Ubiquitous Office ’97 clip art, as found on bad presentations and photocopied fliers everywhere

[Forenote: the title of this post references a volume of Spike Milligan’s memoirs, and its claim should be taken with the same degree of seriousness]

Back in September 2022 I posted some initial thoughts here about AI Art, trying to be as objective as I could.

Things have changed since then: the AI Art “industry” has ramped up its hyperbole (and energy consumption) significantly. And my opinion on AI — specifically on how AI is being developed and used under the demands of late-stage capitalism, and on the low quality of its output — has only become more negative.

Written AI spam now has its own name — slop — and AI-generated images are the Office ’97 Clip Art of today - instantly recognisable, and rapidly becoming a telltale sign of a lack of quality of whatever they’re adorning (and, by turn, of any product they’re promoting).

As you can probably guess, I’m not in favour of my artwork being used to train AI image generators without my permission, so here’s what I’ve been doing/investigating:

Opting out on third-party services I use (where possible)

I recently completed the “Object to Your Information Being Used for AI at Meta” form accessible via a notification from Meta on my Instagram account, and received an email from Instagram saying We’ve reviewed your request and will honor your objection.

Chances of it stopping them using my images without my permission: possibly this will work in the short-term unless/until Meta decides to rewrite its Terms and Conditions to force people to have their data used.
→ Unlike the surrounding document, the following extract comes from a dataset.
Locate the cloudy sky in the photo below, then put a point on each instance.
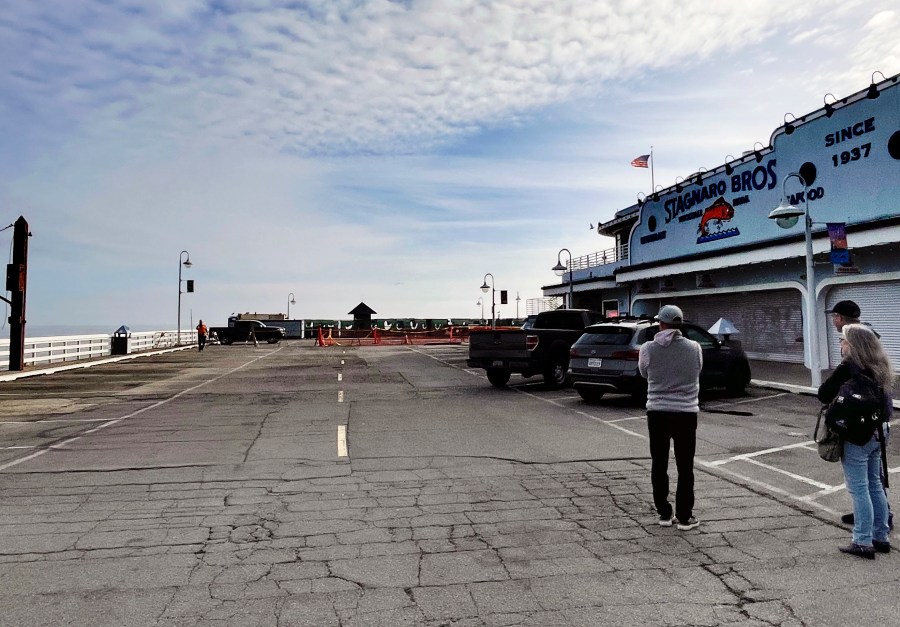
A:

At that point it’s a decision between closing my Instagram account (which does draw in a few sales of my artwork) and giving in to Meta’s use of my work.

Telling AI scrapers that they can’t use my website’s text/images (done)

My robots.txt file tells multiple known bots/scrapers that they are forbidden from accessing my site, and additionally I’ve also set up an ai.txt file, based on a proposal that’s been going round.

The trouble with the robots.txt approach is that it’s whack-a-mole - you have to individually exclude scrapers when you discover them.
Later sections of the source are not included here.